The market is changing course and no longer blindly supporting stocks that are over-hyped.

Crypto Projects That Disintegrate

While the greater crypto landscape saw billions wiped off in just a few days of June, the market has seen an almost 60% decrease in value since the beginning of the year.

In this timeframe, two projects have undergone collapses, painting an (unjustly) unreliable picture of the crypto industry. Investors lost millions, confirming that the golden rule of crypto investing is to always know what you’re getting into, and by that, we mean extensively researching the project and fully vetting the platform behind the coin before investing.

In terms of the biggest crypto debacles to date, Terra, a blockchain platform that operated the algorithmic stablecoin TerraUSD with its other coin, LUNA, officially halted blockchain operations in May following the unpegging of TerraUSD.

Seemingly out of nowhere, LUNA climbed into the top 10 biggest cryptocurrencies last year causing the world to take notice. While many investors jumped on the bandwagon and bought into the coin, many others discovered that this rise in market cap was due to a large-scale burn operation conducted by the company.

Several months later, lacking any substantial utility, the LUNA price crashed from highs of $119 to fractions of a cent. The project then renamed the token to Terra Classic (LUNC) and launched another Terra LUNA coin following a community vote. Investors are advised to proceed with caution on this one.

The Freezing Temperatures of Celcius

Another hot topic in the crypto space is Celcius, a centralized exchange platform currently gaining traction for some questionable market activities. After being entrusted with $12 billion worth of assets from users on the platform, Celsius halted withdrawals Sunday, June 12 to “stabilize liquidity” and “preserve and protect assets”. It is speculated that the Terra/LUNA collapse in May sparked a liquidity pinch which became a catalyst in the unravelling of Celcius.  

In just an hour following the withdrawal announcement, the platform’s native token lost 70% of its value, down 92% from its all-time high of ​​$8.02 achieved a year ago.

Celcius operated as a crypto bank, offering users an opportunity to lend, borrow, and earn as much as 18% per annum on deposits made through the platform. After launching in 2017, Celsius became a hot commodity during the pandemic and by October 2021 had accumulated $26 billion.

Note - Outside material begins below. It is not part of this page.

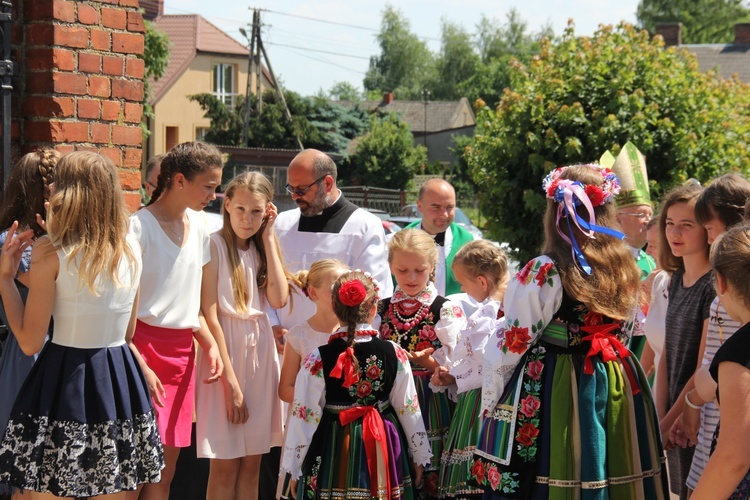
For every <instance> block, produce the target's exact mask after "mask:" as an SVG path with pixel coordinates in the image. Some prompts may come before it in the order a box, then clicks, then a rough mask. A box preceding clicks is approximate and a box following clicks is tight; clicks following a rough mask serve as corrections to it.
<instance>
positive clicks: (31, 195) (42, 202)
mask: <svg viewBox="0 0 750 500" xmlns="http://www.w3.org/2000/svg"><path fill="white" fill-rule="evenodd" d="M61 156H62V155H61V154H60V152H59V151H57V150H55V149H47V148H42V149H38V150H36V151H34V152H31V153H27V154H25V155H23V156H22V157H21V159H20V160H18V161H17V162H16V164H15V165H14V166H13V169H12V170H11V171H10V176H9V177H8V183H7V184H6V185H5V190H4V193H3V205H2V208H0V231H5V230H7V229H8V228H9V227H10V226H11V225H13V221H16V220H17V221H18V225H19V228H28V229H33V231H34V237H36V238H38V237H39V236H42V235H43V234H44V233H45V231H44V229H42V227H41V226H40V225H39V224H38V223H37V221H36V214H39V215H41V216H42V217H43V218H46V216H47V214H46V210H45V208H44V203H45V202H46V201H47V200H48V199H49V196H50V185H51V184H52V183H53V182H55V169H56V168H57V162H58V161H59V160H60V157H61Z"/></svg>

It was unclear how Celcius could provide these returns, although when probed the company said: “through various investments.” However, when the bull market took a turn downwards, these investments proved unreliable. In December 2021 it reportedly lost $50 million in the BadgerDAO hack and then $70 million in February 2022 when the Stakehound protocol “lost” their clients’ private keys.

The Takeaway

With stock and crypto markets both entering bear territory, and oil at its highest price in 13 years, where are investors turning? Energy and utilities, it turns out. Utilities in both the water and electricity realm, as well as cryptocurrencies that represent real utility.

It sounds all doom and gloom, however, some stocks and cryptocurrencies have seen positive growth over the last several weeks. At the time of writing Boeing is up 9% while Chipotle is up 5% in the stock markets. On the crypto front, Oobit’s OBT token saw gains while the market was crashing, but as things appear to recover, at the time of writing Cardano is up 12% and XRP up 10%.

The key takeaway is to only invest in projects that you have extensively and fully researched. If a platform claims to give you returns of 18%, find out how they propose to do this. While advice is nice, ensure that it can be verified and is not blindly followed.